Darwin’s Surprise, an article written by Michael Specter was published in the New Yorker on December 3, 2007. This article deals with new developments and theories emerging in the field of  paleovirology and molecular biology. This article was titled Darwin’s Surprise because scientist, Robin Weiss stated “If Charles Darwin reappeared today, he might be surprised to learn that humans are descended from viruses as well as from apes.” Having this historical record of fragmented past viruses in our DNA also seems to provide a basis for the theory that we are related to apes and evolved from the same ancestors. “The only way that humans, in thousands of seemingly random locations, could possess the exact retroviral DNA found in another species is by inheriting it from a common ancestor.”  I think Darwin would be really surprised to know that there are fragmented pieces of retroviruses, also known as endogenous retroviruses in our DNA that allow scientists to hypothetically go back in time and recreate these broken and disabled retroviruses.

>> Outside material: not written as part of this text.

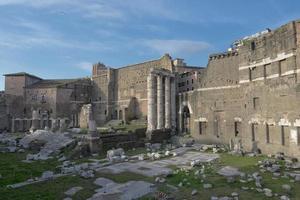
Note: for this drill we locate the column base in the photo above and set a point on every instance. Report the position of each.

This was also something that surprised me! But something that really caught my attention was the fact that the process of pregnancy and birth as we know it today might not have evolved as a way to ensure offspring would be viable without endogenous retroviruses, so came the development of a placenta to protect the developing fetus. I never would have thought that retroviruses would have such an effect on our DNA that we would evolve different mechanisms to perpetuate the life of future offspring. This article suggests that viruses have helped us to evolve as a species. We have been able to defeat certain viruses and protect future offspring from contacting them. The work scientists are doing today has completely changed my view on viruses because I didn’t know that viruses could be traced back in time and tell you so much about the evolution of humanity. I think scientists should “revive” dead viruses because as stated in the article, “excavating the molecular past will help address the medical complexities that we confront today” and “viruses have much to tell about the origins and the evolution of humanity.”